I redialled Spike's number. 'I'm going to email you back a list of eighteen different phone numbers,' I said once he answered. 'Can you get me as many details for each one as you can lay your hands on?'

    'Sure.'

    'I need names and addresses for each. Anything else you come up with, you can chuck in there too as part of the fee.'

    'This isn't gonna be a quick job.'

    'That's fine. Just get what you can and give me a call back. I'll be out and about tomor—' I stopped, looked at my watch '— today, so just give me a shout on my mobile, okay?'

    'You got it.'

    I hung up, and looked back at Megan's face on the monitor. I'd never failed to find a missing person. I suppose, in some ways, I had a gift for it, some sort of magnetic pull that drew them to me, even if their bodies were the only thing left to find. I studied her face, her features, and hoped she would be luckier than that, just as I hoped all of them would be when I took on their cases.
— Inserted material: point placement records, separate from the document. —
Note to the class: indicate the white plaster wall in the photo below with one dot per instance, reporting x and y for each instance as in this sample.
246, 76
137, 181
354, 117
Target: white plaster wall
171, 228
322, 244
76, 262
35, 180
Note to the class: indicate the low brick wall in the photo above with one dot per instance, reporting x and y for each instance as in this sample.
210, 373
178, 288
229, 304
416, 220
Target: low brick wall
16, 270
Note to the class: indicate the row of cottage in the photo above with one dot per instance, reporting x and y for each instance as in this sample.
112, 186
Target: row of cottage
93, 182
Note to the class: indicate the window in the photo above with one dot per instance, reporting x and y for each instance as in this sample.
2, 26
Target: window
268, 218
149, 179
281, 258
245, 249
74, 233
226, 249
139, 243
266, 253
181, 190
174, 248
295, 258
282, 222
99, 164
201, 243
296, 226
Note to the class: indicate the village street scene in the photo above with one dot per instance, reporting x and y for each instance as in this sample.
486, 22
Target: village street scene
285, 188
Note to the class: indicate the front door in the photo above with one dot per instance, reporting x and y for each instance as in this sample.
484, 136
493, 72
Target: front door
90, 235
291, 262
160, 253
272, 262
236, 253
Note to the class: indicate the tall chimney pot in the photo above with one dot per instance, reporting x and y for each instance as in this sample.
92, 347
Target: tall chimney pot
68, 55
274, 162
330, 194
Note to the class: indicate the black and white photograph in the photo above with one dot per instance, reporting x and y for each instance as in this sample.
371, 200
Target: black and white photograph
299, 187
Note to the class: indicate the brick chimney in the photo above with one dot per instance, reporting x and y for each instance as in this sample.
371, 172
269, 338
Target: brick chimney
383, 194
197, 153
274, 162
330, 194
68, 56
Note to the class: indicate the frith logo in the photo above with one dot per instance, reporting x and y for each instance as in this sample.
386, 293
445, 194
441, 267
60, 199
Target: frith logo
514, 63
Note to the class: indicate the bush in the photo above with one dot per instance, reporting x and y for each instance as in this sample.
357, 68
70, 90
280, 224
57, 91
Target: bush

Because the worst moment of all was returning to the nest, sitting down opposite the people who had hired me, and having to tell them the child they'd brought into this world had just been pulled back out again.

Chapter Eight

    Tiko's — Megan, Kaitlin and Lindsey's favourite night out - was squeezed between a gay pub called Captain S and a tattoo parlour, just off Charing Cross Road. Beyond a door decorated in Aztec masks and dark wood, I was met by a bone-breaking R'n'B bassline and a thousand televisions blasting MTV into my eyes. There was one barman and a single customer. The customer had two beer bottles in front of him and both were already finished. It had just gone 11 a.m.

    'Morning,' the barman said as I approached.

    At the bar there was a sign saying they served breakfast.

    'Morning. What's on the menu?'

    'Anything you want.' He looked around him as he dried a glass. 'The chef ain't exactly rushed off his feet.'

    'I'll have egg, bacon, some toast and a black coffee, then.'

    'No problem,' he said. 'Take a seat.'

    I slid in at the bar, about five stools away from the guy with the beer bottles. He looked up, his eyes red and mottled. I nodded. He nodded back. Then he dropped his head back down and stared into the empty bottles.

    I took in the club. It was on two floors, with a winding staircase between them and a cramped balcony above the bar area and dancefloor. There were probably worse ways to spend a Saturday night, but I wasn't sure what they were.

    A couple of minutes later, the barman reappeared. The first thing he did was reach into one of the fridges and take out another bottle of beer. 'Food's ordered, coffee's on,' he said, flipping the cap off the beer and handing it to the other guy. 'You want anything else to drink while you're waiting'

    'Yeah, I'll have an orange juice.'

    He nodded. I reached into my pocket and got out a photograph of Megan I'd taken from the box. One of her at home in her school uniform. The photo was probably a couple of years old, but she didn't look massively different from how she did in the most up-to-date pictures. Sometimes you had to work the percentages, though. The younger the victim, the more emotion you generated, and the more help you were likely to get. I held up the photograph as the barman placed my juice down in front of me.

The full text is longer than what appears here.